Komnas Perempuan lahir dari sejarah rasisme dan seksisme terhadap perempuan Tionghoa. Kebencian terhadap ras ini memicu perendahan martabat yang sangat tidak manusiawi pada perempuan keturunan Tionghoa yang mengalami perkosaan. Temuan tersebut terjadi di antara kerusuhan Mei 98 oleh Tim Relawan untuk Kemanusiaan yang kemudian dibentuk Tim Gabungan Pencari Fakta (TGPF).

Sepanjang 13-15 Mei 1998, perempuan Tionghoa mengalami ketakutan yang luar biasa di beberapa kota : Solo, Surabaya, Lampung,  dan Medan. Tim Relawan untuk Kemanusiaan ketika sedang di lapangan menemukan beberapa orang terluka dan meninggal akibat tragedi Mei 98 merupakan korban perkosaan yang tersiksa dalam  kebisuan. Adanya kebenaran telah terjadi peristiwa serangan seksual dalam bentuk “gang rape” yang dilakukan secara brutal/penganiayaan (penyiksaan) dilakukan di mana-mana dalam waktu bersamaan.

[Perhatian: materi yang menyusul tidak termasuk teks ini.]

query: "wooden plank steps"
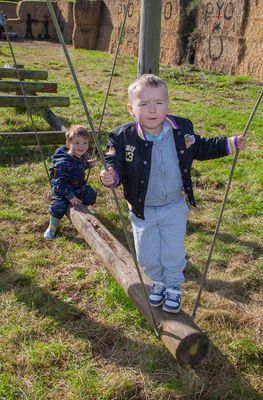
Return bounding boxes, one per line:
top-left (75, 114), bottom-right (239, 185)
top-left (0, 65), bottom-right (70, 145)
top-left (0, 130), bottom-right (66, 145)
top-left (0, 95), bottom-right (70, 108)
top-left (67, 204), bottom-right (210, 366)
top-left (0, 67), bottom-right (48, 80)
top-left (0, 80), bottom-right (58, 93)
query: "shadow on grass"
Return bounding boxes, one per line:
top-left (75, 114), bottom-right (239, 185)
top-left (0, 267), bottom-right (148, 361)
top-left (92, 216), bottom-right (262, 305)
top-left (184, 260), bottom-right (261, 305)
top-left (0, 142), bottom-right (58, 166)
top-left (0, 264), bottom-right (261, 399)
top-left (193, 343), bottom-right (262, 400)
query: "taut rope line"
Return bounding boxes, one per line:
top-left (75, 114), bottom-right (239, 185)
top-left (0, 12), bottom-right (51, 184)
top-left (97, 0), bottom-right (132, 138)
top-left (87, 0), bottom-right (132, 181)
top-left (191, 87), bottom-right (263, 320)
top-left (46, 0), bottom-right (161, 338)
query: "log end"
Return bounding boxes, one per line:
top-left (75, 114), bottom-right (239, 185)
top-left (176, 332), bottom-right (209, 366)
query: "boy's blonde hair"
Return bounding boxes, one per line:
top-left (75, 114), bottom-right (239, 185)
top-left (65, 125), bottom-right (89, 142)
top-left (128, 74), bottom-right (168, 102)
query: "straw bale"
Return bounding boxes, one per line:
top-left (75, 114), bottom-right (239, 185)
top-left (56, 0), bottom-right (74, 44)
top-left (96, 0), bottom-right (141, 56)
top-left (194, 0), bottom-right (263, 80)
top-left (5, 0), bottom-right (73, 43)
top-left (0, 1), bottom-right (18, 19)
top-left (73, 0), bottom-right (102, 49)
top-left (7, 1), bottom-right (57, 40)
top-left (236, 0), bottom-right (263, 81)
top-left (160, 0), bottom-right (189, 65)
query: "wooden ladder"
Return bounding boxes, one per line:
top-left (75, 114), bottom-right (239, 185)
top-left (0, 66), bottom-right (70, 145)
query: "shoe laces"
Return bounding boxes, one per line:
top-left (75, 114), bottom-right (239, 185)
top-left (152, 282), bottom-right (165, 294)
top-left (166, 287), bottom-right (181, 301)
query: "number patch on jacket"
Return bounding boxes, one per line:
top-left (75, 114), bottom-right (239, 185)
top-left (125, 145), bottom-right (135, 162)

Terdapat 85 kasus kekerasan seksual (yang ditemukan) di dalamnya terdapat 52 gang rape, 14 perkosaan dengan penganiayaan, 10 penganiayaan dan 9 korban pelecehan seksual.

Diskriminasi ras yang diciptakan dalam kasus Mei 98 dalam seri Dokumentasi Kunci Komnas Perempuan mencatat bahwa isu ras dan etnis di Indonesia  cenderung dibuat untuk memecah belah masyarakat, di mana salah satu ras “sengaja” dijadikan korban (tumbal/kambing hitam). Dengan dibangunnya kebencian yang teramat dalam. Hal ini dinyatakan dalam seri Dokumentasi Kunci tersebut, dalam tragedy pemerkosaan yang terjadi pada keturunan Tionghoa terjadi pola yang sistematis dan meluas.

Pola rasisme berulang pada tahun 2017 saat Pilkada Jakarta berlangsung sejumlah cuitan di media sosial tersebar tentang “perkosa Cina”, yang menumbuhkan keresahan dan membangkitkan trauma masa lalu.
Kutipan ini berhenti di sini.